New software patent law could spark tech boom

By Pat Pilcher

Orion Health founder Ian McCrae was part of the tech industry lobby that argued software patents were counter-productive and got in the way of innovation. Photo / Kenny Rodger
Orion Health founder Ian McCrae was part of the tech industry lobby that argued software patents were counter-productive and got in the way of innovation. Photo / Kenny Rodger

Last week was a milestone moment for New Zealand's fledgling software industry, with the passing into law of a new patents bill, which exempts software from patentability.

This mightn't sound like earth shattering news, but as with many things law related, the devil is in the detail, and as Labour's ICT spokesperson, Clare Curren said in Parliament last week, it was a "historic day for intellectual property in New Zealand,"

The Institute of IT Professionals chief executive, Paul Matthews, was also positive, saying the move could see offshore developers migrating to New Zealand's tech sector, seeing it as a safe haven from litigation.

"It is a really strong signal that we're serious about protecting innovators and about making NZ a really good place to run a tech company... We've already been approached by overseas, primarily US based companies, who're looking very seriously about relocating to NZ, and one of the key reasons being because of things like the patent law"

According to Mathews the new patent laws could also stimulate significant growth in the tech sector.

"Our industry is on the brink of a fairly large explosion... we've got the Xeros and Orion Health and others who are already doing some good things on the international stage and they're growing in terms of reputation and market share but we've also got a bunch of other companies that are a tier or two below that ware growing really quickly as well and are just starting to really get results on the international scene. If we can make sure we're creating an environment that will foster innovation and tech companies then we'll be on the brink of some pretty expansive growth."

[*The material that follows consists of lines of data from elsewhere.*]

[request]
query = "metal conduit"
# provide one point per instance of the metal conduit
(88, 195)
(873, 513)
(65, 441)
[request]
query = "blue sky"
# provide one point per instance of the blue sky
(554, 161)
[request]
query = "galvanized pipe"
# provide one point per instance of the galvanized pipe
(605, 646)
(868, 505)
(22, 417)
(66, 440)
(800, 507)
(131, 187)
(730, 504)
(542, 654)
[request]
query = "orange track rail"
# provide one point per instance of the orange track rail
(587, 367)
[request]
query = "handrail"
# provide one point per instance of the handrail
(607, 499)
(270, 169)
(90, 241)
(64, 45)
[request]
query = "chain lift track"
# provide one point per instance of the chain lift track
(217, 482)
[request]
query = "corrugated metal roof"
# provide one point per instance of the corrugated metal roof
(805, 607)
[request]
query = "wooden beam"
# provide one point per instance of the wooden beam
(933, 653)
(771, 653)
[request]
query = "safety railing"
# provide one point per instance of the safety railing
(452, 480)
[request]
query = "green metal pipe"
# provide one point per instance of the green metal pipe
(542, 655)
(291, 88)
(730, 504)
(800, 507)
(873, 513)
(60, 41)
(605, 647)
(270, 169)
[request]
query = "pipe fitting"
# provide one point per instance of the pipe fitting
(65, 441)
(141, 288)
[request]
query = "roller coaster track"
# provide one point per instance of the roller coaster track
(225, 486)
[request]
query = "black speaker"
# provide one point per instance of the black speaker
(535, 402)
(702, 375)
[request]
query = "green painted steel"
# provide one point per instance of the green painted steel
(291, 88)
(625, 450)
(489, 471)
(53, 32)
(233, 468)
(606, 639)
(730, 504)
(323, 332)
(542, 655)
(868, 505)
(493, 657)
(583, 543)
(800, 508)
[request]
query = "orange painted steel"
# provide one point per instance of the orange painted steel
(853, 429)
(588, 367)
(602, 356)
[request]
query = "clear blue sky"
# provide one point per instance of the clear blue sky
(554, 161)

Good things do however take time, and the Patents Bill was no exception, taking a full five years before it finally passed into law. The legislation was first drafted in 2008, with the Commerce Select Committee recommending a total ban on software patents in 2010. This stance was looking shaky with the introduction of a Supplementary Order Paper (SOP), which lead to an immediate and vocal outcry amidst fears that software could become patentable.

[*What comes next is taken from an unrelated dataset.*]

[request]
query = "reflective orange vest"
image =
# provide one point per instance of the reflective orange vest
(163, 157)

Numerous industry bodies representing the New Zealand IT industry including the Institute of IT Professionals, NZRise, internetNZ and the New Zealand Open Source Society were all highly vocal in their opposition alongside a who's who of New Zealand software companies.

Their concerns, reported here, centred on the fact that it would be next to impossible for kiwi developers to create software without infringing one of the many software patents already in existence, which would see them dragged into legal battles against bigger, better resourced and lawyered-up multinationals.

Dave Lane of New Zealand Open Source Society warns that even though the new law will free local developers from patent battles, developers will need to remain watchful.

"With something as arcane as patent law, those with strong incentives, a lot of resource, and few ethical concerns will test the legislation to see how far it will bend. So while we're ecstatic with the outcome of the Patents Bill, we recognise that the price of our new found liberation from the scourge of software patents is to remain vigilant."